If the facts were otherwise, a plaintiff wouldn’t need to resort to the DTC exception at all.  If there was some inadequacy (whatever it might be) in DTC advertising that helped motivate a patient to go to his/her doctor and hector the doctor until the doctor rolled over and prescribed the drug/device, then under standard warning causation principles as routinely applied with the learned intermediary rule, the case goes to the jury on causation.  That’s because in the supine physician situation – the one postulated in Perez and Hamilton – the defect in fact caused (albeit indirectly, through motivating the patient to confront the doctor) the doctor to modify his/her prescribing decision from what it would otherwise have been.
So the DTC exception is totally unnecessary in the supine physician situation for which courts claim that it’s been created:  where assertive patients, influenced by DTC advertising, force changes in the prescription decisions made by their doctors.  That scenario, like other forms of indirect causation (one doctor telling another; overpromotion; misleading medical articles, etc.), is already encompassed by the warning causation element of the intact learned intermediary rule.  If the defect – some inadequacy in the DTC advertising – in fact causes the patient to do something that in turn causes the doctor to prescribe the drug/device when otherwise s/he wouldn’t, then there’s a jury submissible case under the learned intermediary rule.
Carrying this analysis further, when does a DTC exception actually make a difference in a case outcome?
When the patient deserves to lose anyway, that’s when.
A DTC exception makes a difference where – like Hamilton – in fact, the supposed DTC advertising (assuming that there was any) does not have any causal effect under the specific facts and circumstances of a particular case.  In Hamilton the patient didn’t even see the film until after the prescription had already been made.  310 S.W.3d at 486 (“the decision to take Remicade has already been made by the time a patient arrives at his infusion clinic” where plaintiff saw the film).  DTC advertising causation in Hamilton, was in a word, impossible, since the prescription preceded the film.  The most basic cause-effect is absent.

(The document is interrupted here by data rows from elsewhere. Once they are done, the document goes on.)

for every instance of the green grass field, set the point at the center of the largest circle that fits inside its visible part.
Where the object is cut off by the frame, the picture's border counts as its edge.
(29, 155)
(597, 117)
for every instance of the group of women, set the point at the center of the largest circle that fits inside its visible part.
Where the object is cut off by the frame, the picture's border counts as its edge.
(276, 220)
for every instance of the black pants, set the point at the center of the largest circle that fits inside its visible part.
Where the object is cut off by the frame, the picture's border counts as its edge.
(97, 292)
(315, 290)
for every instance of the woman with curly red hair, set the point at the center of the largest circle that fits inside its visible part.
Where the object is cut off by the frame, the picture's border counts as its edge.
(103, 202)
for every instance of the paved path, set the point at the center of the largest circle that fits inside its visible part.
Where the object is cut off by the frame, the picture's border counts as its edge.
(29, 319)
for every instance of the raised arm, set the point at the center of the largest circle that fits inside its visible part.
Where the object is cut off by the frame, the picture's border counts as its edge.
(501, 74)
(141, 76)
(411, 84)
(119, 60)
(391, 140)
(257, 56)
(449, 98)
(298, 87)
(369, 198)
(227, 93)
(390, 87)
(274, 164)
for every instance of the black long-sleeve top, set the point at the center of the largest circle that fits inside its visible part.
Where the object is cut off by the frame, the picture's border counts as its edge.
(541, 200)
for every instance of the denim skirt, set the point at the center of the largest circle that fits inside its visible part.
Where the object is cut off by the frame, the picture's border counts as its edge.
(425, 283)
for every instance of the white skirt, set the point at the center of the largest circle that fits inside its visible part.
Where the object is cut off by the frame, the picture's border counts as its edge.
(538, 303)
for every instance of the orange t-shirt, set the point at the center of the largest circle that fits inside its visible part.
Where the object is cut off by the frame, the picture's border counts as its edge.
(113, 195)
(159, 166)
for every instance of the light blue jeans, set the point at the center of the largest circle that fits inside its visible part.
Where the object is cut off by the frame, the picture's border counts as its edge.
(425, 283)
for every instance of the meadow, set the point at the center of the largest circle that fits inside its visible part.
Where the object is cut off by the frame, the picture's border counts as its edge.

As compared to current law, a blanket DTC exception only helps plaintiffs who have no right to expect assistance from the law – those whose prescriptions weren’t, in fact, affected by any DTC advertising.  Maybe: (1) they weren’t exposed to DTC advertising at all, or (2) (as with the first prescriber in Hamilton) weren’t exposed until after the prescription was made.  Maybe (3) they were exposed, and (like most advertising) it didn’t motivate them to do anything.  Maybe (4) they were exposed, and motivated to see their doctors, but they never said anything to their doctors about the advertised drug, because the doctor brought it up first.  Or maybe (5) they were exposed, and motivated, and did mention it, but the doctor (like the second prescriber in Hamilton) knew about the risk that the DTC advertising omitted.
In none of these five situations – and we doubt on any other set of facts where a DTC exception would produce a different result than current law – do the plaintiffs deserve to win.  The DTC advertising itself was simply non-causal.  It did not affect the decision of the physician to put, or to keep, the plaintiff on the drug/device.  Thus, in the only situations where a DTC exception makes a difference, the plaintiffs that it would benefit don’t deserve to win.

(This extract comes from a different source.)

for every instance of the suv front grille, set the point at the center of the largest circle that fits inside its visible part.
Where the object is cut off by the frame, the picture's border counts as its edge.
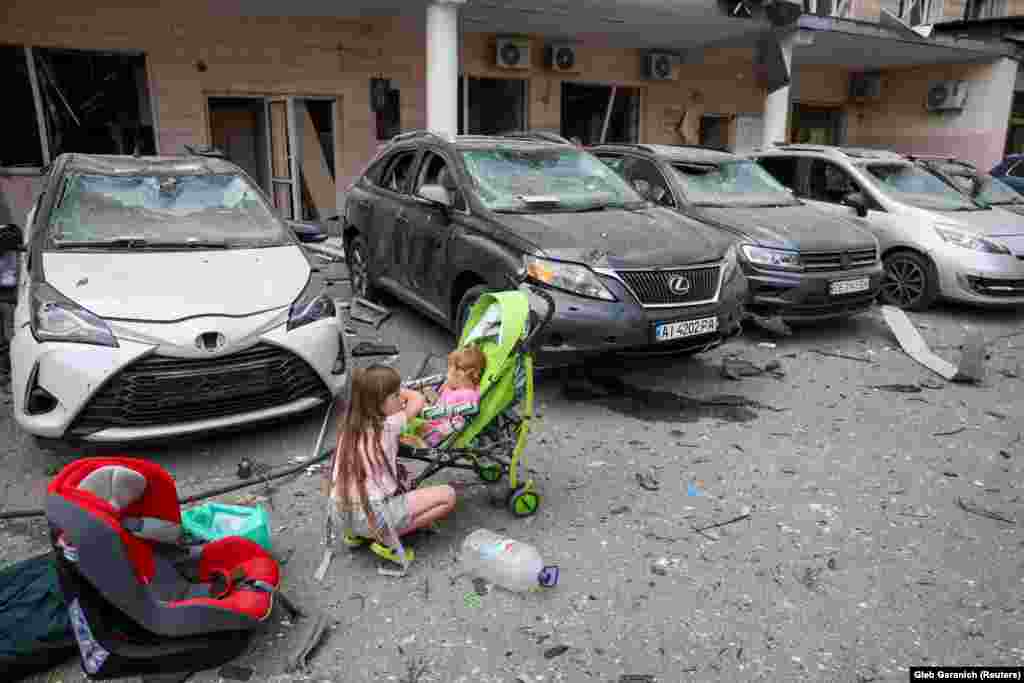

In sum, we think that when causation is factored in, a DTC exception is worse than useless.  It’s unnecessary in the supine physician situation that its advocates present as the paradigm because there’d be a jury-submissible causation case under current law.  It’s worse than useless because it allows plaintiffs to get to juries merely because DTC advertising existed, even when it had no effect whatsoever (as in Hamilton) on the doctor’s decision to prescribe the drug.
But if there’s some legal theory out there that would impose liability because of those ridiculous beer commercials…. We’re all ears.